Birçok hapishaneden çeşitli vaka bilgileri geldiğine de işaret eden Onaran, bilgi akışındaki sorunlar nedeniyle net veriler elde etmenin güç olduğuna dikkat çekti ve sözlerini şöyle noktaladı:

Cezaevlerinde risk her geçen gün büyüyor ve alınan yetersiz tedbirler bu riskin büyümesine de yol açıyor. 15 kişilik koğuşta 50 kişinin kaldığı bir yerde, salgının nasıl bir hızla yayılacağını öngörmek de güç değil.

'Yayılım daha şiddetli olacaktır'

Konuya ilişkin soL'a değerlendirmede bulunan Halk Sağlığı uzmanı Doç.

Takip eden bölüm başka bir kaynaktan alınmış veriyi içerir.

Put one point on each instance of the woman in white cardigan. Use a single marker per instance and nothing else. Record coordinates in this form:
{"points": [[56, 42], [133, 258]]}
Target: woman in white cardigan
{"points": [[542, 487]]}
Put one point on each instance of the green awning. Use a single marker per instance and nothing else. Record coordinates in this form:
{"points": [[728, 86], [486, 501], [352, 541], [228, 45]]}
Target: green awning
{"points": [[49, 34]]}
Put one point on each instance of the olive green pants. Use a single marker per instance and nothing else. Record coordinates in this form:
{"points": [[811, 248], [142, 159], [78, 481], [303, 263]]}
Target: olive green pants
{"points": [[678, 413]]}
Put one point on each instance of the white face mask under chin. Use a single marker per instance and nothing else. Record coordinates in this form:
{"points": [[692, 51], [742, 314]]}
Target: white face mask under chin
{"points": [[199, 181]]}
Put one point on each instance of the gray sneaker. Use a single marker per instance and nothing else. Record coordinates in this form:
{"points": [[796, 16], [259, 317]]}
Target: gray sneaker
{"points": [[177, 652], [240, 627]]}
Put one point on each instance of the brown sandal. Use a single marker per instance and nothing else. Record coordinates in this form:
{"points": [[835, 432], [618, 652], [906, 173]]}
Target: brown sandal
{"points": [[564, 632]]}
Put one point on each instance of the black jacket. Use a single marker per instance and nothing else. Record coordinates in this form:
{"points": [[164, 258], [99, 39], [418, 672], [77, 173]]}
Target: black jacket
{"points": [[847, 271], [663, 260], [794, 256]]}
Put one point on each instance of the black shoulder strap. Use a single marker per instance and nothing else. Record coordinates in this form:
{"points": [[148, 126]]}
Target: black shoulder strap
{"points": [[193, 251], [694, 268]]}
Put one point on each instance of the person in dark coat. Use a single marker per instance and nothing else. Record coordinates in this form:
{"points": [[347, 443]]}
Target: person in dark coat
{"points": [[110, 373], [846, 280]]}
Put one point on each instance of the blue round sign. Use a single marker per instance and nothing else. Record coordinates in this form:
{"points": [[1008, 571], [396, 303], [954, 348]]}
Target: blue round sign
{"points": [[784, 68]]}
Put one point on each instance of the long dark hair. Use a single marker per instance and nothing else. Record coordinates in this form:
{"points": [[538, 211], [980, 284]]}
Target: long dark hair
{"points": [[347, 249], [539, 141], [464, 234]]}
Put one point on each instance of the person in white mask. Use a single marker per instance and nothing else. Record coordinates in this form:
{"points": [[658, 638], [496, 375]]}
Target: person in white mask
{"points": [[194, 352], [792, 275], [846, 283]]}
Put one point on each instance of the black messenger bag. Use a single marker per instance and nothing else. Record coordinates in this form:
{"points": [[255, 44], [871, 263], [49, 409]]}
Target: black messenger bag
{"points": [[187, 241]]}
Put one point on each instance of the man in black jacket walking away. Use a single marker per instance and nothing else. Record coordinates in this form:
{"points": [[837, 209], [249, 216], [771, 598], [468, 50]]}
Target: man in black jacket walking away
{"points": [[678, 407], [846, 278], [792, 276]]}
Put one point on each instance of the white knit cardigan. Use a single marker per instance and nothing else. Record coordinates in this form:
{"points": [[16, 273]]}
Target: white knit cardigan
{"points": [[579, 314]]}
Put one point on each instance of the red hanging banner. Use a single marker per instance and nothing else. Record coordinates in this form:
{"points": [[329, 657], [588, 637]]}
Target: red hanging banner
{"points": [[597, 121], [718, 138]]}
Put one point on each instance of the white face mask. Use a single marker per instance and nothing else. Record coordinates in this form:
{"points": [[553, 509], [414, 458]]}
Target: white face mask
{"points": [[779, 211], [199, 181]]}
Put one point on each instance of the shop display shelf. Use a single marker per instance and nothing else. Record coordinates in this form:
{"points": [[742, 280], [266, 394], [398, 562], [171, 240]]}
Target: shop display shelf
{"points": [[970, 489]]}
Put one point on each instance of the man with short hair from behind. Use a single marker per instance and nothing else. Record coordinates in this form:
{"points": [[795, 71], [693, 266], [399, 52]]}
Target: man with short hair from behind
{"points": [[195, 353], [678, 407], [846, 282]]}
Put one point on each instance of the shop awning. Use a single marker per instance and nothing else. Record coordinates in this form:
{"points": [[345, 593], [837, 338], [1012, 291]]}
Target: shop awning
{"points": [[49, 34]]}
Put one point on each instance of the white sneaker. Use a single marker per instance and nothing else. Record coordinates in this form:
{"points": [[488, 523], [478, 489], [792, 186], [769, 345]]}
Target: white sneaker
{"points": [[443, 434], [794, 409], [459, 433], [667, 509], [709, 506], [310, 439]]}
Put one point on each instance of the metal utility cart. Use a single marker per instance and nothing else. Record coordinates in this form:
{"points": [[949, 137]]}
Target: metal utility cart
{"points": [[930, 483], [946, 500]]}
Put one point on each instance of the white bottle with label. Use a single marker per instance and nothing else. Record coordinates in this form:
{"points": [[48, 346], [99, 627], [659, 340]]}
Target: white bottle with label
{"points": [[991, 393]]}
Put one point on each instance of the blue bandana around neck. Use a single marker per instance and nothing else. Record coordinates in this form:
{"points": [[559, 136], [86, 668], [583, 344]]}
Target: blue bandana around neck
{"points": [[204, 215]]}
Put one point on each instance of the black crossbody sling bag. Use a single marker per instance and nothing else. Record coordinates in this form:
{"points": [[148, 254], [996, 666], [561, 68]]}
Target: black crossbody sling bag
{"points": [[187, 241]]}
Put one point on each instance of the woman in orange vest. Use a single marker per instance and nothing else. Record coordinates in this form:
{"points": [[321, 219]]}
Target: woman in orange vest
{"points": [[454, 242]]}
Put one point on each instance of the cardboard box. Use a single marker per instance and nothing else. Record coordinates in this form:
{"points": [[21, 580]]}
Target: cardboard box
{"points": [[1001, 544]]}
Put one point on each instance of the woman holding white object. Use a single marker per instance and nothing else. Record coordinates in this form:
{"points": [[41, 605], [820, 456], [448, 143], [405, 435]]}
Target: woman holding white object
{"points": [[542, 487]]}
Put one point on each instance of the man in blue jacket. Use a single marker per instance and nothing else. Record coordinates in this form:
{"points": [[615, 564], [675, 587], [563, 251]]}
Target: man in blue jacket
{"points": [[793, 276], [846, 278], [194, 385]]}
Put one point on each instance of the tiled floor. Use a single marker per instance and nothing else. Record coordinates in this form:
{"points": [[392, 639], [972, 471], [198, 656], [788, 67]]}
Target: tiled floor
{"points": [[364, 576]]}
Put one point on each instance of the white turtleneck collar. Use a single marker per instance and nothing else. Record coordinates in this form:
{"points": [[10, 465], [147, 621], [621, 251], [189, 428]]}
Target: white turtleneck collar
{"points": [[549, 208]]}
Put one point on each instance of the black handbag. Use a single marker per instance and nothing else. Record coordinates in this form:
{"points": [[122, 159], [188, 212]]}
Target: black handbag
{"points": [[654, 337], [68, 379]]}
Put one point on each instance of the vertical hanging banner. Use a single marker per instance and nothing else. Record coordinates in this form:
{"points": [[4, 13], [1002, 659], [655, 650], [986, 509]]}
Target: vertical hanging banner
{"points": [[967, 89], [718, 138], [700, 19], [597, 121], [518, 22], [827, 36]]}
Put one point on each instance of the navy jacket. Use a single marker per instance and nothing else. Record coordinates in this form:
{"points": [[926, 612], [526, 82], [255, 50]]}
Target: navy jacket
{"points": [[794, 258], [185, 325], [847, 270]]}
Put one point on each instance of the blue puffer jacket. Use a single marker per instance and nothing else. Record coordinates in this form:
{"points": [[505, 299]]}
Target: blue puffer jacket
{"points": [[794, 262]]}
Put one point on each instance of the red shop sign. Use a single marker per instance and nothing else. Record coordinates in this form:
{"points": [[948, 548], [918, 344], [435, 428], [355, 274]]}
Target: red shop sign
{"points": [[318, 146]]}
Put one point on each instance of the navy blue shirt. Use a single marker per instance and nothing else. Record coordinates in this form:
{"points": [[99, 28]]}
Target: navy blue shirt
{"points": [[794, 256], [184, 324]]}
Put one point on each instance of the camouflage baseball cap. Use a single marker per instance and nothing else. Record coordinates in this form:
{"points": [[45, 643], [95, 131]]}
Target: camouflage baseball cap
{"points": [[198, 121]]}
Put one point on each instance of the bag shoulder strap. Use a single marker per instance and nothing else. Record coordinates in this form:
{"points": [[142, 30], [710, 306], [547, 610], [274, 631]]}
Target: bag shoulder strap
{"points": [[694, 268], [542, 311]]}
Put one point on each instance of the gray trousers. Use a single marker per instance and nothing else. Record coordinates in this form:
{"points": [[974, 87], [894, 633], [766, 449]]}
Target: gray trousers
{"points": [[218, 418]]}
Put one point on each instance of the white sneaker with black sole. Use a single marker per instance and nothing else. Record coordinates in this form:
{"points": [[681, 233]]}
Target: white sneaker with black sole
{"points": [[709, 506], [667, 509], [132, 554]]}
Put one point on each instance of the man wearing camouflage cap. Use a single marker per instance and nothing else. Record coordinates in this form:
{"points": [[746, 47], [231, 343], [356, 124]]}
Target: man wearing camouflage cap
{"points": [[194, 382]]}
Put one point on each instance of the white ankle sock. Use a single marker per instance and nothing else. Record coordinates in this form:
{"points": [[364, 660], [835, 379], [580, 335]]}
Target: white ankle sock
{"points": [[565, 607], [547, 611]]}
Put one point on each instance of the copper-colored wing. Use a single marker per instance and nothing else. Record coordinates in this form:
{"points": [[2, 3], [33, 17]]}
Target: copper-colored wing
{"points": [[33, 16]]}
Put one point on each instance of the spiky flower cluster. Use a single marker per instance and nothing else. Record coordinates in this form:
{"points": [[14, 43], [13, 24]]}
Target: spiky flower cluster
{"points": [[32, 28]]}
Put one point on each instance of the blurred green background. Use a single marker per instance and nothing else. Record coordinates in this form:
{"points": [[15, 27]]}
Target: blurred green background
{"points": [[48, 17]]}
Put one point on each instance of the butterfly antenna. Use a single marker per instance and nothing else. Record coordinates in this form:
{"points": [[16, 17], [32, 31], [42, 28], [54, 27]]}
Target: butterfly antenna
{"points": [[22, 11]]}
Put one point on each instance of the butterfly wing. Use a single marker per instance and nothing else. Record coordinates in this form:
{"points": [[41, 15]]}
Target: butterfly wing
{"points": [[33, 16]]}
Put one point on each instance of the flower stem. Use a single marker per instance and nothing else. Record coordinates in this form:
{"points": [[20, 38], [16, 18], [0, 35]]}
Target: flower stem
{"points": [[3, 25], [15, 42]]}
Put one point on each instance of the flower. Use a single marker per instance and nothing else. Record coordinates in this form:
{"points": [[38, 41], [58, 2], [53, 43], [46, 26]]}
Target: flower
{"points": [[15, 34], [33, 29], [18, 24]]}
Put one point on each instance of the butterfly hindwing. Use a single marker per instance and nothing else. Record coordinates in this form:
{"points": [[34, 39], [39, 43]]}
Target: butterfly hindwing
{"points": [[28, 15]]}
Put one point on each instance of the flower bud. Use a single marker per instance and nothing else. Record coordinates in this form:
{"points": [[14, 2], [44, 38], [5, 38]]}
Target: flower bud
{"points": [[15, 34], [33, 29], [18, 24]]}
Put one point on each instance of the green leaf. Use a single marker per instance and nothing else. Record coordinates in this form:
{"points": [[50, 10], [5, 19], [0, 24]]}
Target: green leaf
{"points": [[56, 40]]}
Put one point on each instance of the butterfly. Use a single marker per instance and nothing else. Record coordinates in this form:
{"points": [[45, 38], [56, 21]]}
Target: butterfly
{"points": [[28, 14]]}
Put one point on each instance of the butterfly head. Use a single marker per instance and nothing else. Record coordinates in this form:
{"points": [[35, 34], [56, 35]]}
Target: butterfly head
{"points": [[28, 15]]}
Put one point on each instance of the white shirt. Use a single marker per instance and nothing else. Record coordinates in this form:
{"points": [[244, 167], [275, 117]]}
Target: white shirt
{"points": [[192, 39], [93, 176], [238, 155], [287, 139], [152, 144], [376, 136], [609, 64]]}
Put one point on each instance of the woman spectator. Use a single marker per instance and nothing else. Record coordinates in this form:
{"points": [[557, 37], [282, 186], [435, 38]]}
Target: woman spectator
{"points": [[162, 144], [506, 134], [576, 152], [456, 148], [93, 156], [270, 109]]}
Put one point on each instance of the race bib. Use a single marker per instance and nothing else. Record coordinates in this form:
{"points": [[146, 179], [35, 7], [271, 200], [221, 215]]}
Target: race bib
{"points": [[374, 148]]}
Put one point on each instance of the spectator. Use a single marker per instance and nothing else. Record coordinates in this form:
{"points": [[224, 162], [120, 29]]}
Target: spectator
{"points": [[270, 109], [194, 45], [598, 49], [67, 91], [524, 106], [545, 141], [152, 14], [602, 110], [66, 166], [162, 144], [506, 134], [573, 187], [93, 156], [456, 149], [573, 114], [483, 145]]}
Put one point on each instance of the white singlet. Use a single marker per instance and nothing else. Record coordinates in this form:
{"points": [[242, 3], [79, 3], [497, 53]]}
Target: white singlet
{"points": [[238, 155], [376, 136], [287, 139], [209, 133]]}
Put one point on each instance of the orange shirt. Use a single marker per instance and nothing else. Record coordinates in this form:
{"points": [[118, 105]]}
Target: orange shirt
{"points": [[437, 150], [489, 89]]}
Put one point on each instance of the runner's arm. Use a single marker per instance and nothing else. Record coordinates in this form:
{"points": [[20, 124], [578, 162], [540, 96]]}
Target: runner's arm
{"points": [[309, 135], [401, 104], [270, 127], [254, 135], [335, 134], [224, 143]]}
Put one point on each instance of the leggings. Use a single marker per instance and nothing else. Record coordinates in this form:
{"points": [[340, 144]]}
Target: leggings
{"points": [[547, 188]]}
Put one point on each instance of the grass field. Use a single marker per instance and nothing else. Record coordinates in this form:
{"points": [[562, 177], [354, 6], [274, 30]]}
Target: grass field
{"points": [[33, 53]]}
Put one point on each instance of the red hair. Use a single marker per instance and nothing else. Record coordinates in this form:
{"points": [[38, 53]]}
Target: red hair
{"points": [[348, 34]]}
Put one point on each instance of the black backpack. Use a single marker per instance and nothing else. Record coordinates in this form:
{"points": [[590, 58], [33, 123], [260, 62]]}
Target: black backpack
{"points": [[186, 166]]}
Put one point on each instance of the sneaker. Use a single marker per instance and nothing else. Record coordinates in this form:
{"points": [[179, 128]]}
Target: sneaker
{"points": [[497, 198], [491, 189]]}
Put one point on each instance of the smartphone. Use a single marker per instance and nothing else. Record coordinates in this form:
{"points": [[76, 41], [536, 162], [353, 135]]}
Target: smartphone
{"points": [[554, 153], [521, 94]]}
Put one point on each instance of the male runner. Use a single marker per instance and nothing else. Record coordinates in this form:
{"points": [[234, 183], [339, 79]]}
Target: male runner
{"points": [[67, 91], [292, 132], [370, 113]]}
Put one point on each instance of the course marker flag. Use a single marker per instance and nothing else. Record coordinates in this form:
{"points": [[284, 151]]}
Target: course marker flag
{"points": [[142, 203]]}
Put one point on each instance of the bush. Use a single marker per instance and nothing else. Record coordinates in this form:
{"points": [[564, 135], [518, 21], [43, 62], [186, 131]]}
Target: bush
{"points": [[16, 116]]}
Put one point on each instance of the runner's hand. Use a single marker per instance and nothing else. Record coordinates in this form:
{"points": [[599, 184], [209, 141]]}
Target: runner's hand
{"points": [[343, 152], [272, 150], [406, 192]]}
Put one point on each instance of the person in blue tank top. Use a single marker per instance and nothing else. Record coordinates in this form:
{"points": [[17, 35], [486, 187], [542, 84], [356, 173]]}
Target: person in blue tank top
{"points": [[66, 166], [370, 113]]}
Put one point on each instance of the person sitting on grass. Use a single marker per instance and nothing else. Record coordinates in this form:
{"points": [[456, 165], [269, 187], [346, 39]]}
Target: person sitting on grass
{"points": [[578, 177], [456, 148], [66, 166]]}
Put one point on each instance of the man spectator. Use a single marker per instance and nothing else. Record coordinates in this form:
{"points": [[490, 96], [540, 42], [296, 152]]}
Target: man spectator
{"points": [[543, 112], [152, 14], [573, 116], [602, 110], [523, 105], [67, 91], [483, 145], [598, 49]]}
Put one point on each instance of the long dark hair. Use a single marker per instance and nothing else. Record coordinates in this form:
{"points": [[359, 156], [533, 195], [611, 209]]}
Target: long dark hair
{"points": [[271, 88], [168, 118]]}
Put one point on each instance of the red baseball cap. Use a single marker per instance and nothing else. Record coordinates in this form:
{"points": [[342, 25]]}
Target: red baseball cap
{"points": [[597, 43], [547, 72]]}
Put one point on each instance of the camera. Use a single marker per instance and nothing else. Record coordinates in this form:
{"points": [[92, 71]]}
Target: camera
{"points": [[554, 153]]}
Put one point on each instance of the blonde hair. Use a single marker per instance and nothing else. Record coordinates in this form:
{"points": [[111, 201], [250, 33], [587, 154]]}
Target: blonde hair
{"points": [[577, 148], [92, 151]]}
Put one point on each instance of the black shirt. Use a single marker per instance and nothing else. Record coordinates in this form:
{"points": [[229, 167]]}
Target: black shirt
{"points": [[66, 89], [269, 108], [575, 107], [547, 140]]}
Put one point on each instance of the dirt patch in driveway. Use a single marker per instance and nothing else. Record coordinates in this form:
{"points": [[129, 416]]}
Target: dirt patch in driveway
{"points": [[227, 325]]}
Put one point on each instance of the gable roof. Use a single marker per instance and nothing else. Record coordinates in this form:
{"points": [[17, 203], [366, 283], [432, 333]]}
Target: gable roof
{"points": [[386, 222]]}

Dr. İlker Belek, hapishanelere virüsün personeller üzerinden giriyor olabileceğine işaret ederken, "Bir koğuşta bir kişi hasta olursa koğuşun tamamı olur diye bakmak gerekir. Mahkumların-tutukluların tedavisi nasıl yapılıyor, zamanında hastaneye naklediyorlar mı? Tüm bunlar sorun. Virüs saptanan vakayı mutlaka ayrı bir yerde izole etmek, koğuştaki diğerlerini düzenli izlemek test yapmak gerekir" dedi.

Hapishanelerde virüsün yayılımının daha şiddetli olacağına işaret eden Belek, "Hastalananların önceki sağlıkları da daha kötü olduğundan hastalık daha ağır seyreder. Vakaların tedavi ve izolasyonu cezaevi koşularında daha zor ve gecikmelidir" diye konuştu.